A ogni coppia di opposti vengono dati alcuni mobili da assemblare, delle istruzioni e un questionario. Alla fine viene mostrato loro un video in cui il compagno/a esprime la propria opinione sul tema che li vede su posizioni opposte e viene data loro la scelta: fermarsi bere una birra insieme e confrontarsi o andare via. Tutte le coppie decidono di fermarsi e dialogare. E l’invito finale dello slogan di Heineken è positivo, ma soprattutto non prende posizione né a favore dell’uno né a favore dell’altro:
“open your mind, open your world”
Più che il contenuto e del messaggio in sé dello spot (il risultato dell’esperimento è assolutamente influenzato dalla selezione fatta a priori dei soggetti, a mio avviso), quello che ha fatto discutere è stata la contrapposizione con un altro spot, che ha tentato, in malo modo, di dare un messaggio simile. Si tratta della campagna lanciata da Pepsi, con protagonista la modella Kendal Jenner.
In questo caso il prodotto è in primo piano come “risolutore di conflitti”. Lo spot sembra dire: basta una Pepsi e si appiana tutto. La rete, e non solo, non ha gradito. Senza parlare della reazione di quanti hanno realmente partecipato a marce di protesta (evocate nel video), che hanno sentito ridicolizzato e strumentalizzato il messaggio delle loro battaglie. Insomma, un reale flop di comunicazione.
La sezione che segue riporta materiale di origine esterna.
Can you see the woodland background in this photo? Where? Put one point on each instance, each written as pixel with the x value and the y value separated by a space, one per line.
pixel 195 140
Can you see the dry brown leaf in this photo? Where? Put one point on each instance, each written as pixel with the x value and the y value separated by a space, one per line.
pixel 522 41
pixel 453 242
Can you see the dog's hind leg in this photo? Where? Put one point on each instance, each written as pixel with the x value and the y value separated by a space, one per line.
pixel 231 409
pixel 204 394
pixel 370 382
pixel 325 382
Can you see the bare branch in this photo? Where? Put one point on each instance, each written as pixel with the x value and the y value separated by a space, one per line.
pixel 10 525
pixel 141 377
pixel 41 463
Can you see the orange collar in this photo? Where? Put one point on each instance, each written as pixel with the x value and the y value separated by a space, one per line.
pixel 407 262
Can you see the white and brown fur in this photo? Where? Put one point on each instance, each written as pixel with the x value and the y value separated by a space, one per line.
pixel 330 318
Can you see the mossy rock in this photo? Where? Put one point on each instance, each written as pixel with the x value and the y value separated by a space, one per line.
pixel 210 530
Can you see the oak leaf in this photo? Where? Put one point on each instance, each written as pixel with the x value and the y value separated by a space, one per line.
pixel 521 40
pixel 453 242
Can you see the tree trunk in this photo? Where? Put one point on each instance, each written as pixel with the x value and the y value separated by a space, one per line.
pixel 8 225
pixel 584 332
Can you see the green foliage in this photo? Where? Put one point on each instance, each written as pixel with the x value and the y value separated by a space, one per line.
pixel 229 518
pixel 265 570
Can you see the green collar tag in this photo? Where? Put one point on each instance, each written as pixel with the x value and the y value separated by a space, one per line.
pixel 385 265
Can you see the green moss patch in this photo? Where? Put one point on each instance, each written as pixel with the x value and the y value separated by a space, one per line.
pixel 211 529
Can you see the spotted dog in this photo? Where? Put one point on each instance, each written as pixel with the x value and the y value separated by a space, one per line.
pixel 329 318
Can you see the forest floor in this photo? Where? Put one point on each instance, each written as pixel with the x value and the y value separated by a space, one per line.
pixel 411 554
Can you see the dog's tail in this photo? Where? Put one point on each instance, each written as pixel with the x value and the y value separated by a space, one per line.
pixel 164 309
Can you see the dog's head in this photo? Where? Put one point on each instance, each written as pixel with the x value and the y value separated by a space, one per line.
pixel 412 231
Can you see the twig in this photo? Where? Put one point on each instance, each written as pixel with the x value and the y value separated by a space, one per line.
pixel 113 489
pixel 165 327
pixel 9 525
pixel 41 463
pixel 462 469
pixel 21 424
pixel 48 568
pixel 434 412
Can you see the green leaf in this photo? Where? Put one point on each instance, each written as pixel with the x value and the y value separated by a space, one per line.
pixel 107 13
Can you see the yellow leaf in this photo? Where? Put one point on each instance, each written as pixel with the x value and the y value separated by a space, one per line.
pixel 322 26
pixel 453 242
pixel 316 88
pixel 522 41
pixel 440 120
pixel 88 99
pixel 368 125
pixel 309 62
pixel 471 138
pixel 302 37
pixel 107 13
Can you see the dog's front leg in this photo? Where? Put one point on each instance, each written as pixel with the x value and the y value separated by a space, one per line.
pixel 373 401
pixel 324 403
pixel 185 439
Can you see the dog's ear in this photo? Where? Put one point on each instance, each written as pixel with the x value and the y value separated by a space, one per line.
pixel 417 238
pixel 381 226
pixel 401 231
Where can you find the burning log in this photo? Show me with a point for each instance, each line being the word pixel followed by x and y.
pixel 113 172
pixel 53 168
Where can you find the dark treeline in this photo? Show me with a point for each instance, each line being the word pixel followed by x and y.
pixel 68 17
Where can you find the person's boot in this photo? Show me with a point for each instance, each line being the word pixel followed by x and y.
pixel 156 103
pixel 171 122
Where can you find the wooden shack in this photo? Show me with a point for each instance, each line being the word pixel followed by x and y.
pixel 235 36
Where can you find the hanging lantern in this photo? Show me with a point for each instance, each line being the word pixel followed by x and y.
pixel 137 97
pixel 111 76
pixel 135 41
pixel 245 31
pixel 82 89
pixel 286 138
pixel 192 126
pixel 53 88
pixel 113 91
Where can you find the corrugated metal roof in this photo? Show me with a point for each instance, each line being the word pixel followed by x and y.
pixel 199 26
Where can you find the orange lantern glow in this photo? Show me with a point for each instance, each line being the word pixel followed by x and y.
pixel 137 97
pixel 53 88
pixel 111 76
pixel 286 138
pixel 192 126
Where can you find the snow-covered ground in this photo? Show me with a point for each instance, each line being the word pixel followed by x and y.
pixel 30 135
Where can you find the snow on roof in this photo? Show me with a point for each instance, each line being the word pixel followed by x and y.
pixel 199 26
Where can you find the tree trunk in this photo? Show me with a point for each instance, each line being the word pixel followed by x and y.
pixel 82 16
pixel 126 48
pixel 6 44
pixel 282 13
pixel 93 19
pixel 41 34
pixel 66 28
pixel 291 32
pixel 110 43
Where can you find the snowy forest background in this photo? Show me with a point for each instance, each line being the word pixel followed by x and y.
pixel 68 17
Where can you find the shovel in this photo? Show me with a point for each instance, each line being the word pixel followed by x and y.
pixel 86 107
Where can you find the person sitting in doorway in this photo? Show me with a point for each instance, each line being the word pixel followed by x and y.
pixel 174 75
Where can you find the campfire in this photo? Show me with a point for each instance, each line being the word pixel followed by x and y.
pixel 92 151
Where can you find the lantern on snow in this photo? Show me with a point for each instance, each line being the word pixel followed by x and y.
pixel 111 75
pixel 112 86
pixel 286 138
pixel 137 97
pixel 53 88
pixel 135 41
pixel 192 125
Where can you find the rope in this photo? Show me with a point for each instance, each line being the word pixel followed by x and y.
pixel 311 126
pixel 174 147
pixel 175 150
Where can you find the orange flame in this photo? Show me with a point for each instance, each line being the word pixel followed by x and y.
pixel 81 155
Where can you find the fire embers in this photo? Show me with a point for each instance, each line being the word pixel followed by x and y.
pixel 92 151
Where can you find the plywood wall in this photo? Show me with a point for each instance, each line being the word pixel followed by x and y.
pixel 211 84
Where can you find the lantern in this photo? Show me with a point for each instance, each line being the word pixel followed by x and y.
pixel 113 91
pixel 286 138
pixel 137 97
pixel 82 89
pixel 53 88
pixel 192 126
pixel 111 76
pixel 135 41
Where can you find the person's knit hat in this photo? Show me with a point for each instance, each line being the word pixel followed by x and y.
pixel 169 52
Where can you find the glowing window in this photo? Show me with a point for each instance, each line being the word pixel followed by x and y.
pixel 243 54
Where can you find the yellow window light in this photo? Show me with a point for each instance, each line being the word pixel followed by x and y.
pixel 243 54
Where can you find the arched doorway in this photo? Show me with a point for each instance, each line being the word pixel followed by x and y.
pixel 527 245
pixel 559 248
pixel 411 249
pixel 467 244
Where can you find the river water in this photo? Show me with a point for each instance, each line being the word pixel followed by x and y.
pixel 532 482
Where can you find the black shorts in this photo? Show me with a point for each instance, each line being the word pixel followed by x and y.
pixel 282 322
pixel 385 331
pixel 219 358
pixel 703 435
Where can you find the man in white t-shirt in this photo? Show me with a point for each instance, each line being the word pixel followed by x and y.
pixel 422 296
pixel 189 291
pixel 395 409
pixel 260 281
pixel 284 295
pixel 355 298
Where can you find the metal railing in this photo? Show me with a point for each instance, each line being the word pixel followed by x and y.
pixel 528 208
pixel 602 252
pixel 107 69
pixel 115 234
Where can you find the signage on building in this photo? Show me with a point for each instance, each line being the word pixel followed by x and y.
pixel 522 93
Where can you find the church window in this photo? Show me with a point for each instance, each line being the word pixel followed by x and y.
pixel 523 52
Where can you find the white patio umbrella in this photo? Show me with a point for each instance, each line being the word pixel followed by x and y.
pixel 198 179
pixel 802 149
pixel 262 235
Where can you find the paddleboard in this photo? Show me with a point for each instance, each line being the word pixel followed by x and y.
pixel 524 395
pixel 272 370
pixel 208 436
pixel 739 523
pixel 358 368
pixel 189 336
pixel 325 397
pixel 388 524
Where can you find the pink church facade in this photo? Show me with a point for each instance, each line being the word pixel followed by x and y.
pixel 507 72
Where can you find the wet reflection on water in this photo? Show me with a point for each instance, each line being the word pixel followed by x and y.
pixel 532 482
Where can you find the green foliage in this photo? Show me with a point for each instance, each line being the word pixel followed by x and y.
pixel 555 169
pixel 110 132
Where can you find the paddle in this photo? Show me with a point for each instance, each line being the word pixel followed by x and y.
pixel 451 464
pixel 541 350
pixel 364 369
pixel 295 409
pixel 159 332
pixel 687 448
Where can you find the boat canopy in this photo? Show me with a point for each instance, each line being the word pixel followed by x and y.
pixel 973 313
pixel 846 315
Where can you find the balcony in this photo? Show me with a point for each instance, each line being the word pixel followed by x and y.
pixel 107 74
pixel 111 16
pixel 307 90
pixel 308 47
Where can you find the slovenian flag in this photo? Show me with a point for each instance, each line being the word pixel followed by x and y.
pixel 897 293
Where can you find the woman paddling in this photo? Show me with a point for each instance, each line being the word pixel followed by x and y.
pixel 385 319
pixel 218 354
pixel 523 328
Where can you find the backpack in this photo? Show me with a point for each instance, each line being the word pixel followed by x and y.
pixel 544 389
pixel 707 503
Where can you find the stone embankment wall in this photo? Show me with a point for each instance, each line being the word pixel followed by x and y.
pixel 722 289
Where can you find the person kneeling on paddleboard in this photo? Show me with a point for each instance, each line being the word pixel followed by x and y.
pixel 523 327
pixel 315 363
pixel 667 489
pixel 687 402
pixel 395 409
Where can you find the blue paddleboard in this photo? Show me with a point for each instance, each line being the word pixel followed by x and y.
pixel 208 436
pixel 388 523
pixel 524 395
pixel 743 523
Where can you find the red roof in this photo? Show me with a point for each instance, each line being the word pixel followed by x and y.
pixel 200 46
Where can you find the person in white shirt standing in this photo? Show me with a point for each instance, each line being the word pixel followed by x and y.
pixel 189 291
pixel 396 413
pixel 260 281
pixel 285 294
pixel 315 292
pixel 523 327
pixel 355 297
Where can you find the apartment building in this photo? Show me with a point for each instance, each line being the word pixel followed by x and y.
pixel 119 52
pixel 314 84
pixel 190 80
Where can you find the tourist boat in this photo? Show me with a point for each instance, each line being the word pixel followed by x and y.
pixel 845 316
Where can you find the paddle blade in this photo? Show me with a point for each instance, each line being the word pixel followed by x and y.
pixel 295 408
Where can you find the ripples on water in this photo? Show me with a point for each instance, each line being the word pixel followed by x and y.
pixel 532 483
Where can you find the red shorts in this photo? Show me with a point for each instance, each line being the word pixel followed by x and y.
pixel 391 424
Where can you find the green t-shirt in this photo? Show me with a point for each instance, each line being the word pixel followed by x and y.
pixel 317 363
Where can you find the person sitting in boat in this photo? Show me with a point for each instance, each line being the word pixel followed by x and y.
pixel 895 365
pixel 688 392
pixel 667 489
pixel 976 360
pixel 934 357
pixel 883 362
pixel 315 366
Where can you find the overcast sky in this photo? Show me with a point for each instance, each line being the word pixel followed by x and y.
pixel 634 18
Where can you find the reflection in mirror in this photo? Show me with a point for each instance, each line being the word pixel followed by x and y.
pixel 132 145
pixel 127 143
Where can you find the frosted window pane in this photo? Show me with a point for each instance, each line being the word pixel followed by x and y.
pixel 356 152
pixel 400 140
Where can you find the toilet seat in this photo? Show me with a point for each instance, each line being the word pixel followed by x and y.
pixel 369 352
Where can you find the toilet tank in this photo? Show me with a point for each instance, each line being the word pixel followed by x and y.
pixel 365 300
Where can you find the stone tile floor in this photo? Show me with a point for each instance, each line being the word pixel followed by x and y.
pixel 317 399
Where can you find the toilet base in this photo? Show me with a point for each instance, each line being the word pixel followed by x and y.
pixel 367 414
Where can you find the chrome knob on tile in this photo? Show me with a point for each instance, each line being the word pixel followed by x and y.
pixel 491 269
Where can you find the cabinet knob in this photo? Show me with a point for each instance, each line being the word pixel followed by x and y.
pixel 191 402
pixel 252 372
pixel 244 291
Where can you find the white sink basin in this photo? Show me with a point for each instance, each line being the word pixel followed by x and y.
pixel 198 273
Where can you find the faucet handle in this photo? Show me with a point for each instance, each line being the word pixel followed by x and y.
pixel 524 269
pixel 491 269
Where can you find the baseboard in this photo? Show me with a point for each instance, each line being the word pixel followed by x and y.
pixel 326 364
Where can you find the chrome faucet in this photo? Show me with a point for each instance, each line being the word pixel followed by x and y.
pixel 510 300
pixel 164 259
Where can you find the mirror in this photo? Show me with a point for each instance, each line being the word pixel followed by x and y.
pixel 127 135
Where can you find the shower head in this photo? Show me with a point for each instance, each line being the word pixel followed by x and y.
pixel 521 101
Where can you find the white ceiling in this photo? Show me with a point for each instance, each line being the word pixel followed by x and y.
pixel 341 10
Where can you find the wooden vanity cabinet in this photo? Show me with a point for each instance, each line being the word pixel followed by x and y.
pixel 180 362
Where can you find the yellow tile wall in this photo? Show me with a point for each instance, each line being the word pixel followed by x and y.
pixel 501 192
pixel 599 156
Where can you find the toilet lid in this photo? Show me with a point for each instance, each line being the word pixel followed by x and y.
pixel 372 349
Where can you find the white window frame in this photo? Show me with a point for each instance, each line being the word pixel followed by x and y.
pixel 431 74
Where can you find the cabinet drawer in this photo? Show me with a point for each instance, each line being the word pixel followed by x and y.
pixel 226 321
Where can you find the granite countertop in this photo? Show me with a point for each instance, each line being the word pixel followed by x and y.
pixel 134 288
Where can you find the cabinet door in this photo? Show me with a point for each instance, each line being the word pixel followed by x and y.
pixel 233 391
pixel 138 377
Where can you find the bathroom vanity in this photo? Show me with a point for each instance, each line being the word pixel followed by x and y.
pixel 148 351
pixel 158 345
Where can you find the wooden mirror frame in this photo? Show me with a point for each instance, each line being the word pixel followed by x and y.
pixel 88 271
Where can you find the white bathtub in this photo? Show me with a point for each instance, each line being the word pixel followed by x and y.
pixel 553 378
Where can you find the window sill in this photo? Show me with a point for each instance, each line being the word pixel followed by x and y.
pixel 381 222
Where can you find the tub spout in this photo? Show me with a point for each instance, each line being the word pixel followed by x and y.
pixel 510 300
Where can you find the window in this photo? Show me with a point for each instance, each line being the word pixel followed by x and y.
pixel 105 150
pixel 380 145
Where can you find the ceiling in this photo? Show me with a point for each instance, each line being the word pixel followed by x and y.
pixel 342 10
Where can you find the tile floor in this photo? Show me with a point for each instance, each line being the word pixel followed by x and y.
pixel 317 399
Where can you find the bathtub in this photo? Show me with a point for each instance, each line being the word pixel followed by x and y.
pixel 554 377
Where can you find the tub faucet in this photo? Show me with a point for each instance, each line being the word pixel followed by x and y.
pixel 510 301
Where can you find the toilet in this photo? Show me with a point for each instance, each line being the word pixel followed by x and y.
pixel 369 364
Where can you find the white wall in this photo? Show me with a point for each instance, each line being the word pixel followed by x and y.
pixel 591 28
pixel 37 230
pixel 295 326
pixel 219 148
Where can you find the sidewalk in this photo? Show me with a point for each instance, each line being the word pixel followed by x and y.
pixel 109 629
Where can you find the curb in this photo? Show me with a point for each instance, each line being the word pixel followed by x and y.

D’altra parte i temi sociali sono l’ultima frontiera con cui si sta confrontando il marketing negli ultimi anni. Lo dimostrano gli spot, dai costi stellari, realizzati per il Super Bowl. Immigrazione, diversità, gender pay gap sono solo alcuni dei temi affrontati nell’ultima edizione dalle pubblicità andate in onda durante l’evento sportivo americano per eccellenza. E non tutti sono stati investimenti a buon fine, come nel caso di Audi, che ha puntato sulle aspirazioni di uguaglianza di un papà per la propria figlia. Un messaggio forte e positivo, ma che se non coerente con le prassi aziendali rischia di suonare dissonante.
La ricerca di un canale che parli ai valori dei consumatori, può sembrare la strada migliore per vendere, ma rischia di essere un terreno scivoloso se quei valori non sono innanzitutto dell’azienda che li vuole comunicare, ma soprattutto dei pubblicitari che quel messaggio devono tradurre in immagini, voci, suoni, parole. Altrimenti si finisce a realizzare un video in cui sembra sufficiente rendere glamour una manifestazione, magari con condimento di modella, per parlare di “rivoluzione”.